Wie wir unsere Gehirnaktivität beeinflussen können

Wenn man wach und aktiv ist, befindet sich die elektrische Aktivität des Gehirns im Frequenzbereich der sogenannten Betawellen. Das sind relativ schnelle Gehirnwellen, die Denken und konzentriertes Arbeiten ermöglichen.

Jede gedankliche Tätigkeit ruft ihrerseits neue Betawellen hervor. Das heißt also, je mehr wir grübeln, umso mehr Beta-Aktivität verzeichnet das Gehirn und umso wacher fühlen wir uns und umso mehr Gedanken produzieren wir, usw.

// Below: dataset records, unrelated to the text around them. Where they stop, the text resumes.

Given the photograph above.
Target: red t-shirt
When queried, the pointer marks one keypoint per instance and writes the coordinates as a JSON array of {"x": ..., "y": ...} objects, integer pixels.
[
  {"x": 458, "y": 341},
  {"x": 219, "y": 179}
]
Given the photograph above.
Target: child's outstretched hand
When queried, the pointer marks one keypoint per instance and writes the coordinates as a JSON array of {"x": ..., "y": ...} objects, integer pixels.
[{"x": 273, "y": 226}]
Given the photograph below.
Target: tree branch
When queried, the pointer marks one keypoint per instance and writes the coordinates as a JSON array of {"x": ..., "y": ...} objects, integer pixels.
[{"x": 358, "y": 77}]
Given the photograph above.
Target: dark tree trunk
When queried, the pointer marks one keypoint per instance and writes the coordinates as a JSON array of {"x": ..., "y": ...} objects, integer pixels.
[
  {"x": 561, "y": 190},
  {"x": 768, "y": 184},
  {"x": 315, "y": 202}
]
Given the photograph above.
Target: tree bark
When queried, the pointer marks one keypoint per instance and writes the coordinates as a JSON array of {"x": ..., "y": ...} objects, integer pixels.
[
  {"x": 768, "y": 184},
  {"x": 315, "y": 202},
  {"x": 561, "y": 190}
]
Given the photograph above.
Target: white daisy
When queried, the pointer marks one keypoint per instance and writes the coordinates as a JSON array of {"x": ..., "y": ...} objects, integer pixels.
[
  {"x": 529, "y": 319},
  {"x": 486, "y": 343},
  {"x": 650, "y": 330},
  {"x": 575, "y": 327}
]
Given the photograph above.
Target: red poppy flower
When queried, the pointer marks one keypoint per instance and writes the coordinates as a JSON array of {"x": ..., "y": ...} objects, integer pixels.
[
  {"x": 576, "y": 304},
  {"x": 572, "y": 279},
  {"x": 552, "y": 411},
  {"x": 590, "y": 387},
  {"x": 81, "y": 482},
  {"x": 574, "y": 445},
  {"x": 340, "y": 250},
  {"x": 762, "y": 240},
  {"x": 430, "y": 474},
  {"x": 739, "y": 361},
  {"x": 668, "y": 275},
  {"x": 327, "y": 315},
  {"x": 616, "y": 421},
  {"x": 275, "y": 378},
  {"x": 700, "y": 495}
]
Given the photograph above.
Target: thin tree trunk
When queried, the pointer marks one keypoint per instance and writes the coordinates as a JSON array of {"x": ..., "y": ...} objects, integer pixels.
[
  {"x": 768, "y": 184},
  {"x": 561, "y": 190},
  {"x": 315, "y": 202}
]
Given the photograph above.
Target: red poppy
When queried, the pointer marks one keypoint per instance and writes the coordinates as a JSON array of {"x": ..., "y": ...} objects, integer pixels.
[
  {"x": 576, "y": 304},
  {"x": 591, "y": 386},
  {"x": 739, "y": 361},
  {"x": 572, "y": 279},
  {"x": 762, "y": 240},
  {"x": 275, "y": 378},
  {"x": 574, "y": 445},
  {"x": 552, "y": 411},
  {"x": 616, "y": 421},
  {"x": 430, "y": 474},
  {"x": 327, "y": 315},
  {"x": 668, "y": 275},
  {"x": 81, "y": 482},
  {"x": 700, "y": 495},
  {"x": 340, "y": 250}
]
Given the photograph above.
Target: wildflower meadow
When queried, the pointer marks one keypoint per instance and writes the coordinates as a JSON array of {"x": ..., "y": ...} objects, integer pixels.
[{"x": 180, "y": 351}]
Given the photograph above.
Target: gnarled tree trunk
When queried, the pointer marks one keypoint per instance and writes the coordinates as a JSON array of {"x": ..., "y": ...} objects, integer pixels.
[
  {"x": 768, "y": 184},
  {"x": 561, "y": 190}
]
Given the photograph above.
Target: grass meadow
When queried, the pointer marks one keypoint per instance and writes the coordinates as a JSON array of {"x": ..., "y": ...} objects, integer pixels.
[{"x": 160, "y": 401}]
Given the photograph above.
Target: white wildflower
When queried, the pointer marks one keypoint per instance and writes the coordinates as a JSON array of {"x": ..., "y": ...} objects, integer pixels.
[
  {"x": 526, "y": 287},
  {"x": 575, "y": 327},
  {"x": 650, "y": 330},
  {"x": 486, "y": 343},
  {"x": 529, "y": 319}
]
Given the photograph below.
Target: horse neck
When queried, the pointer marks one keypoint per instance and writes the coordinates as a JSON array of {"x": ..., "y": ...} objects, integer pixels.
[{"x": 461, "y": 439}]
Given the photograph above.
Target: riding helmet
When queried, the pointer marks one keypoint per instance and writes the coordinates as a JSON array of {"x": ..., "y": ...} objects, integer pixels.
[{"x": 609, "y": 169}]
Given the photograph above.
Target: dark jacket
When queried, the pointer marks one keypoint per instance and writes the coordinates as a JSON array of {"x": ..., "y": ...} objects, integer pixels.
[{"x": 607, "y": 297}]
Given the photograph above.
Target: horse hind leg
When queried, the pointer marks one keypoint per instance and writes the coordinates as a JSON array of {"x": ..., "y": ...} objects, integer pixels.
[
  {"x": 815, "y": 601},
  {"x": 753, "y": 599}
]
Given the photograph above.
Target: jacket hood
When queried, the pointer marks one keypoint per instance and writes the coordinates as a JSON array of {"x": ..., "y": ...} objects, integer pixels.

In einem geistig und körperlich entspannten Zustand dagegen befindet sich die Gehirnaktivität vor allem im deutlich langsameren Alphawellen-Bereich. Bei weiterer und noch tieferer Entspannung (z.B. während einer Meditation oder im Schlaf) entsteht eine noch langsamere Wellenaktivität.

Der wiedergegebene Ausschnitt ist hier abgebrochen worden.